Pisanie RP bez aktywnych uczestników nigdy nie wyjdzie, a jeżeli już - umrze do 3 - 4 tyg. maks. Do tego trzeba czasu. Osobiście brałem udział chyba w setce RP (z czego 80% umierało w środku lub tydzień po starcie) oraz w grach terenowych (LARP) na które bez ogarniętej ekipy też ani rusz. Szczególnie na takich, gdzie przez tydzień biegasz po lesie i tłuczesz wszystkich kijem. Zgodzę się jednak z użytkownikiem Ant (fajny avek a propo) że czyta się je fajnie. Jeśli oczywiście uczestnicy idą wartko z akcją i piszą schludnie. |
| RP to wymysl smoka ze szczytow, spytajcie sie np. Moni o co tam chodzilo (jesli jeszcez tu przesiaduje) |
| Nautilius Dlatego każde nasze RP zdechło, poza tymi które zabiły kłótnie xD |
| Jedyne moje RP, które dość dobrze wypaliło liczyło 14 grających i 1 MG. Napisaliśmy razem około 2700 postòw. Akcję zepsuł zmieniający się admin forum, który spóźnił się z wykupieniem dalszej licencji na stronę. Wszystko diabli wzięli. |
| Moni nie istnieje. Koniec tematu. |
| RP byly dobra zabawa, dosc rozwijajaca, mimo strasznego hejtu jaki tu sie dzieje. Nie byly one wymyslem smoka, ale on wbil sie w pomysl i od tamtej pory nie dziala, niestety. Wymagalo to szybkiego myslenia i tworzenia historii, ale jednoczesnie tworzylo dobre opowiadania |
| Samo pisanie RP to sprawdzian cierpliwości, kreatywności, a co najważniejsze niejakiego poświęcenia. Trzeba by znaleźć sobie tę godzinę dziennie/ w tygodniu by tworzyć coś takiego jak RP. Noi najważniejszy jest skład, który nie wysypie się przed końcem.
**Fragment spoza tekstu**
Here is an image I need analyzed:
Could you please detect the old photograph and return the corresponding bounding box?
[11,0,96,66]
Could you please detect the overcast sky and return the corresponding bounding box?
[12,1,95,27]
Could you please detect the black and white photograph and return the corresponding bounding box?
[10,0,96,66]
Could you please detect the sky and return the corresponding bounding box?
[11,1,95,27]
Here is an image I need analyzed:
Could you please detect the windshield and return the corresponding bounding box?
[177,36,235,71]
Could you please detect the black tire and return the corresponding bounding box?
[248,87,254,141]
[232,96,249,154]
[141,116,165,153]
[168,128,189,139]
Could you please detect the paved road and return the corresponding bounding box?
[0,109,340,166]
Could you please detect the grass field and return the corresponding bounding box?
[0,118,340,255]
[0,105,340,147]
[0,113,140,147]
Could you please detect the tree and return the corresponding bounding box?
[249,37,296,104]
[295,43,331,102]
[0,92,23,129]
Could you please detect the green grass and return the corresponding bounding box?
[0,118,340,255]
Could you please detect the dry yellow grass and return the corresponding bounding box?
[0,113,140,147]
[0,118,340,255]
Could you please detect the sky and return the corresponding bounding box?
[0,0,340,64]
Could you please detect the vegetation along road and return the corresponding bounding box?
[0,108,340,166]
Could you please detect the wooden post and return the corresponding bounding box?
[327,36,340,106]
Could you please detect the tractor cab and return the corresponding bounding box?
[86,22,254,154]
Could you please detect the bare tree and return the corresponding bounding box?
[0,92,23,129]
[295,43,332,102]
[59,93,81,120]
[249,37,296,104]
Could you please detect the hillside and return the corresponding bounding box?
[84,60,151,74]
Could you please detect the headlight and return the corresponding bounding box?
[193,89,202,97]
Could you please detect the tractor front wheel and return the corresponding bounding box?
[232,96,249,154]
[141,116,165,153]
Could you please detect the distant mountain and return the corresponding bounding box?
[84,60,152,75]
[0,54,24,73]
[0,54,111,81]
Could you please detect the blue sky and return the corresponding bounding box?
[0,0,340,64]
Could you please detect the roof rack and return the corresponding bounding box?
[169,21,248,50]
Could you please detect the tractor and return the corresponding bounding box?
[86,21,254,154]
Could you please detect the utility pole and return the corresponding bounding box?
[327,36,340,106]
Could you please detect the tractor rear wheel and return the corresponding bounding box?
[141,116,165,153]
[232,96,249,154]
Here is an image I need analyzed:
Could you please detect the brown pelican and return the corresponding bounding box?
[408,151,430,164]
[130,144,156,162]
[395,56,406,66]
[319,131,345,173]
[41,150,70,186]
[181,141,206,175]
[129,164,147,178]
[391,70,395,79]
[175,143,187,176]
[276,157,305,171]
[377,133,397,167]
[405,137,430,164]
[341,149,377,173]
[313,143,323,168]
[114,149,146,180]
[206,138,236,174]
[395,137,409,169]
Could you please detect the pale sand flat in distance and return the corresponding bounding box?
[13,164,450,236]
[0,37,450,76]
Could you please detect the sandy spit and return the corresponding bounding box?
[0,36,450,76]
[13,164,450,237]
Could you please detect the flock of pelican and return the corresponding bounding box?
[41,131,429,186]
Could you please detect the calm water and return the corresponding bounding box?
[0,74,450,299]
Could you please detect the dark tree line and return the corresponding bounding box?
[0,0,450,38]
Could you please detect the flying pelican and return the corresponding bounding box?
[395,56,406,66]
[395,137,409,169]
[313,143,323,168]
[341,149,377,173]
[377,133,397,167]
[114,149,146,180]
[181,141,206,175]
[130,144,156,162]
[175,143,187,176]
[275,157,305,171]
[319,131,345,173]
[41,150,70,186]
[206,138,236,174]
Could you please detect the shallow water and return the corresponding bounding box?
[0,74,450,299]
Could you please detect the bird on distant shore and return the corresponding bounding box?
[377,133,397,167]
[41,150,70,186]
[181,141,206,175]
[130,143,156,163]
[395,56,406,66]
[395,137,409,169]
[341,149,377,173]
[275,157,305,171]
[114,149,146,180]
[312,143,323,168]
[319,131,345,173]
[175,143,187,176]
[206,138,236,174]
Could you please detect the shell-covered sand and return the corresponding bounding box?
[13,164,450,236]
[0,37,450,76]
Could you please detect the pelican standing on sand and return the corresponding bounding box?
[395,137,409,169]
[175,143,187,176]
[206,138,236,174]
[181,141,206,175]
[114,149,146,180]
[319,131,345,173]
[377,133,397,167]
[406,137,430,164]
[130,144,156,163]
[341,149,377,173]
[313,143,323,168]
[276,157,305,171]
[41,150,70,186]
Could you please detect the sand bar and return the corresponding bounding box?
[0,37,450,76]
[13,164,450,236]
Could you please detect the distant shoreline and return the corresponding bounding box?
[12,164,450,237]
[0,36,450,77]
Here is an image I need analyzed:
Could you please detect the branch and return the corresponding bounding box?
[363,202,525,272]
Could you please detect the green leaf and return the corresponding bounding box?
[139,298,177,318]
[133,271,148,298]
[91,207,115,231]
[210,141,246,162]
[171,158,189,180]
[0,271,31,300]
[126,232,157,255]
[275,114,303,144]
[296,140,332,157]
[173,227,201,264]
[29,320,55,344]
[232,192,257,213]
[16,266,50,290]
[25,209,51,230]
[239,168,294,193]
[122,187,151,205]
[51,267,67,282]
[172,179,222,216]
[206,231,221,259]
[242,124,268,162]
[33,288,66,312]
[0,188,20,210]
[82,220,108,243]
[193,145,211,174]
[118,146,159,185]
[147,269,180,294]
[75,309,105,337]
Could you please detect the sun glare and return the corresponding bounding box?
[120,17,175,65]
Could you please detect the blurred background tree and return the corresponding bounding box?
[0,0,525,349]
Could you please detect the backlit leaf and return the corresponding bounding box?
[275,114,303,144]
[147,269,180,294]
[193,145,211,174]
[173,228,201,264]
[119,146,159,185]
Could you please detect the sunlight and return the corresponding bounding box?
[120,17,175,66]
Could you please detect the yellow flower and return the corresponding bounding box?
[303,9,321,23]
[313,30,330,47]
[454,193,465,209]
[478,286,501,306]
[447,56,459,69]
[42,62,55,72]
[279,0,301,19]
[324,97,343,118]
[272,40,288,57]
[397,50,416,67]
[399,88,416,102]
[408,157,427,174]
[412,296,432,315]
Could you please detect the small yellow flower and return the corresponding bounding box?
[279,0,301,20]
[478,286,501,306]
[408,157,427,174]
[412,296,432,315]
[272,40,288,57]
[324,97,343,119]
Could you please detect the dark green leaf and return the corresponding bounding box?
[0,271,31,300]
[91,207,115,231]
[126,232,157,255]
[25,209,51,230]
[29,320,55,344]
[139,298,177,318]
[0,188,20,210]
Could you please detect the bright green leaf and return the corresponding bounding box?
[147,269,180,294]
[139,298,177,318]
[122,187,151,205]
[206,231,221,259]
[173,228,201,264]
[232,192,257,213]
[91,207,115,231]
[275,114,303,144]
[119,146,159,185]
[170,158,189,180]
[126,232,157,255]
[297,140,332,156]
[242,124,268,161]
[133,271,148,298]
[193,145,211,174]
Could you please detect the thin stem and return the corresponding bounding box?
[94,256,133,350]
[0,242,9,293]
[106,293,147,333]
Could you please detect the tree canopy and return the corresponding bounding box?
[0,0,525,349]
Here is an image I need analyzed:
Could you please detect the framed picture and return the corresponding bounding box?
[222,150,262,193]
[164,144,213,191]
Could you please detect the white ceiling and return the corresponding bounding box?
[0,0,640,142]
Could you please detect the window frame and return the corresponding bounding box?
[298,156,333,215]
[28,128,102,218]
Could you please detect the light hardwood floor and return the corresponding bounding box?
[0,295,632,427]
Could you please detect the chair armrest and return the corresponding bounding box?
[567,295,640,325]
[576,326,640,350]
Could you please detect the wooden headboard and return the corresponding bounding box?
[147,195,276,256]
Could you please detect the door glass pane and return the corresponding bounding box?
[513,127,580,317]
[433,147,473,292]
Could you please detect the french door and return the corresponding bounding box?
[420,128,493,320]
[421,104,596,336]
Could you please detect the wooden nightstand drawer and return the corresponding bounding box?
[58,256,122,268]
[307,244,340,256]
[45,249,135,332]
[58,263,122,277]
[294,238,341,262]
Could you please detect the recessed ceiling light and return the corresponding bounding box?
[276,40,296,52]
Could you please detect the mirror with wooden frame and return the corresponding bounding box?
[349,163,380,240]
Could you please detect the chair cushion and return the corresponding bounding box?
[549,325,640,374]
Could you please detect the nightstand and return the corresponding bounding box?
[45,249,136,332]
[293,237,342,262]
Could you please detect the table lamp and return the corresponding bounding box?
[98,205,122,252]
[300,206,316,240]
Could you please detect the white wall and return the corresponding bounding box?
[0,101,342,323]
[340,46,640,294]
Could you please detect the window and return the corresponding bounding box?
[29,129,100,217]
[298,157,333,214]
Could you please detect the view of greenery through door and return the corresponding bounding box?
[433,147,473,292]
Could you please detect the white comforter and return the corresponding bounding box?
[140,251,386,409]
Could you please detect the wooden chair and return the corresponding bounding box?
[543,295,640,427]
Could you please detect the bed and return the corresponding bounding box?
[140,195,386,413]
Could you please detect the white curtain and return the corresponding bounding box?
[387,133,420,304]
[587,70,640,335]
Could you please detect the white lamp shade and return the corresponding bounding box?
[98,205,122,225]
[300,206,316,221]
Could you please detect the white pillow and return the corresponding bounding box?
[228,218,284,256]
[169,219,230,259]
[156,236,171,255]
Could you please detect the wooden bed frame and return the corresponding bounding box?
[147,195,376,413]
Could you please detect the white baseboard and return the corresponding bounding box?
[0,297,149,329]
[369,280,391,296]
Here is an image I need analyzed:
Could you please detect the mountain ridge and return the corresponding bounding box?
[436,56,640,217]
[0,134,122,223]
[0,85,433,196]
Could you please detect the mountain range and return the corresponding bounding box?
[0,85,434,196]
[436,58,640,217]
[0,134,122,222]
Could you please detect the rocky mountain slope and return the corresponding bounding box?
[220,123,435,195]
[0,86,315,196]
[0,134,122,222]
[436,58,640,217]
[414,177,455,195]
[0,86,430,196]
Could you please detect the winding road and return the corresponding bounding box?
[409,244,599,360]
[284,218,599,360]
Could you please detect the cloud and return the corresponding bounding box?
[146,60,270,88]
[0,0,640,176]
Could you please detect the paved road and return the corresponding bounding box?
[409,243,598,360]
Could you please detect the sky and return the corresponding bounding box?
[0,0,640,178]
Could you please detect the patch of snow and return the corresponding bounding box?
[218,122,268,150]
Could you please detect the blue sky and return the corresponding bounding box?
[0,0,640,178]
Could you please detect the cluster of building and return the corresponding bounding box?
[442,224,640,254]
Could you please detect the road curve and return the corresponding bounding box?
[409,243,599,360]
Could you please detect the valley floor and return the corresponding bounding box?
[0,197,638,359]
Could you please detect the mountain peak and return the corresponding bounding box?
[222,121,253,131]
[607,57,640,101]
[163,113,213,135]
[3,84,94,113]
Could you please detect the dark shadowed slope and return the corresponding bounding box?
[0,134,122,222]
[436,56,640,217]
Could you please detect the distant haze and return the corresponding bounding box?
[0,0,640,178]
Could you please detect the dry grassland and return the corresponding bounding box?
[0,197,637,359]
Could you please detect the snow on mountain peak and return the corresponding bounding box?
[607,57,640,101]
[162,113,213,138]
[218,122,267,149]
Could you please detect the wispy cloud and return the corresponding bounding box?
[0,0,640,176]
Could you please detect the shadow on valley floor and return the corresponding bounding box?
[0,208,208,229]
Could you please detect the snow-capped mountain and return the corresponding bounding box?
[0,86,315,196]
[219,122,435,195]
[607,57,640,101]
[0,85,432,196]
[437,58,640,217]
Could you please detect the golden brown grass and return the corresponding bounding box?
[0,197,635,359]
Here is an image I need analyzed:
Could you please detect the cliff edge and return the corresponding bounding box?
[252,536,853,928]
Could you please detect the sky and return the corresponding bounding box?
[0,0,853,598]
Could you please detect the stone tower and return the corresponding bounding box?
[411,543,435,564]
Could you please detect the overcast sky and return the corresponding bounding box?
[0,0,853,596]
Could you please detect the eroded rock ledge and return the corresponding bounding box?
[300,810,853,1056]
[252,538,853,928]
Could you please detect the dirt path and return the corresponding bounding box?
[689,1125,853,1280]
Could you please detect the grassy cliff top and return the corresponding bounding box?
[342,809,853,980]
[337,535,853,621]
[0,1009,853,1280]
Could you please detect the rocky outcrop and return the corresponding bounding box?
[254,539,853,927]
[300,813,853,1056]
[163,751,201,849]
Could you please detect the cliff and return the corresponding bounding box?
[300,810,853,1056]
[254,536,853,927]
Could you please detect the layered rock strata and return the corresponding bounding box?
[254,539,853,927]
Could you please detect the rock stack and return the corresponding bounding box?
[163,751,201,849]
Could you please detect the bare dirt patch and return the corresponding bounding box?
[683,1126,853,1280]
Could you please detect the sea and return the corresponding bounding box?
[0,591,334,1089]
Z początku jak przeglądałem to forum nie myślałem, że podejmowaliście tu tematy RP. W razie czego - polecam się. |
| Właściwie niedokująca panie MrJ prawdopodobnie dziś startuje mój RP na strefie forumowych rpg |
| Serio? Ciekawe na jak długo. Tu też wystartowałeś, nawet ze trzy. Żaden nie trwał dłużej niż dwa dni. |
| no nadal trwa |
| trwa |
| ło żeś panie wygrzebał. ludziska patrzta |
| To zróbmy RP ja zacznę.
*Alcest siedzi na kanapie i je chipsy, gdy nagle dzwoni dzwonek do drzwi* |
| Naciskam dzwonek do drzwi, warczy przeraźliwie, ale nikt nie otwiera. "Pewnie ten debil Alcest, znowu śpi pijany jak bela!" Z kopa wyważam drzwi i wpadam do mieszkania. |
| Jak tylko ten tłusty prosiak mnie zobaczył, pizdnął chipsy w moim kierunku, i natychmiast rzucił się przez okno. Odłamki szkła spadły na podłogę równocześnie z opdajacymi płatkami prażonych ziemniaków. |
| Maurycy, nie tak to działa. Wszedłeś w moją postać, Ty masz stworzyć własną |
| Ja jestem Zenon, cyngiel mafijny, mam do wykonania zadanie |
| No właśnie sorry, nie znam się. Popatrzę z boku, i jak załapie o co biega to dołączę. Czyli muszę sobie tez kogoś wymyślić, znaczy. |
| Maurycy, nie pękaj. Podpowiem Ci, że możesz być np sąsiadem Alcesta (nadaj sobie jakieś imię) z którym prowadzisz szemrane interesy i możesz wejść jako on. Reagujesz na hałasy i wychodzisz ze swojego mieszkania, sprawdzić co się dzieje |
| *Alcest na widok Zenona ściska poślady i skacze za kanapę*
Alcest: KIM JESTEŚ CZEGO CHCESZ?! |
| Zenon: To ja kurwa, Twoje przeznaczenie! Zmódl paciorek, bo zaraz pójdziesz do piachu, mały, tłusty niegodziwcze!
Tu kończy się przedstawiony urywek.